Lecture 5.1 - Training a Body Model and Fitting SMPL to Scans

Lecture Slides: Body Models: Vertex-Based Models and SMPL

Introduction

This lecture explores the training of parametric body models and methods for fitting the SMPL (Skinned Multi-Person Linear) model to 3D scans.
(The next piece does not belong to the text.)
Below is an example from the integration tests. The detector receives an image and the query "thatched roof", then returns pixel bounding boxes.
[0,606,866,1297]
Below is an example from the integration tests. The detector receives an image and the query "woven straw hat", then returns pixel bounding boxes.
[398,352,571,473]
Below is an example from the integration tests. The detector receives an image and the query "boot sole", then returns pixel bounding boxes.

We will cover:

  1. Triangle-based body models (SCAPE and BlendSCAPE)

  2. Training parametric body models from registrations

  3. Techniques for obtaining registrations by fitting SMPL to 3D scans

  4. Joint optimization of registration and model training (co-registration)
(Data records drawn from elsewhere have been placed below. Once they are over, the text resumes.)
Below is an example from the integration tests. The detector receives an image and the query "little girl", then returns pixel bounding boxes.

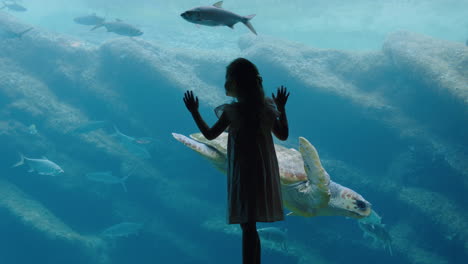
[184,58,289,264]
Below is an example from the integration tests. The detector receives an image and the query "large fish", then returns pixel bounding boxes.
[0,27,33,39]
[0,1,27,12]
[181,1,257,35]
[73,13,105,26]
[91,19,143,37]
[101,222,143,238]
[13,154,64,176]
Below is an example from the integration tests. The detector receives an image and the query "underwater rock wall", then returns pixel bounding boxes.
[0,13,468,263]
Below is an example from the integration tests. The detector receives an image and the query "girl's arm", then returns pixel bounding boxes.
[272,86,289,140]
[184,91,230,140]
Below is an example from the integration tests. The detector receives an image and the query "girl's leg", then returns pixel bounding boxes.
[241,222,260,264]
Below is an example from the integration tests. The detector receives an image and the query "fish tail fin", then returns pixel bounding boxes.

These topics are crucial for understanding how modern human body models are developed and applied to capture and represent human shape and pose in 3D.
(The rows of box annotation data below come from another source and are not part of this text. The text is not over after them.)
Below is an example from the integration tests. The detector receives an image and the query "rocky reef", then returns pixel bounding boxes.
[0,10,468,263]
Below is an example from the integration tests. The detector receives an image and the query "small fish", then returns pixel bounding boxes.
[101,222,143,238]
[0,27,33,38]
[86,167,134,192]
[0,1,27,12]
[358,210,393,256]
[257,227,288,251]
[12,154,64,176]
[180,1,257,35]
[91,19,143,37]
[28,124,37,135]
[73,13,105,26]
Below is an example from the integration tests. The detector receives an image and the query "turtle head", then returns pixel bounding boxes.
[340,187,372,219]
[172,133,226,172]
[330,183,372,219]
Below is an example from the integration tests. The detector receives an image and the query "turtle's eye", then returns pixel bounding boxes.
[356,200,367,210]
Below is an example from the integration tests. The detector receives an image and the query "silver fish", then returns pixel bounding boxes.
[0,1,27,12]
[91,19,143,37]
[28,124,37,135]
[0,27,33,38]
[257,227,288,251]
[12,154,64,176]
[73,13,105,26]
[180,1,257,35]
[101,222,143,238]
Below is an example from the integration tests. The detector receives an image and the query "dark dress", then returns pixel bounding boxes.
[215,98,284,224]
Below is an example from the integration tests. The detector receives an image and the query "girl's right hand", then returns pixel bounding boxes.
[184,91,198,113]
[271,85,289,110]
Body Models Based on Triangle Deformations

In the previous lecture, we discussed vertex-based deformation models like SMPL. Now, let’s briefly explore an alternative approach: triangle-based deformation models.

SCAPE and BlendSCAPE Models

SCAPE (Shape Completion and Animation of People) and BlendSCAPE are body models based on triangle deformations rather than vertex displacements.

Key characteristics:

  • Apply 3×3 transformation matrices to each triangle of the mesh

  • Operate on edges (vertex differences) rather than on vertices directly

  • Decompose deformations into pose and shape factors

Unlike vertex-based models, triangle-based models don’t explicitly use a skeleton with joint rotations. Instead, they apply transformations to each triangle and then “stitch” the triangles together to maintain mesh coherence.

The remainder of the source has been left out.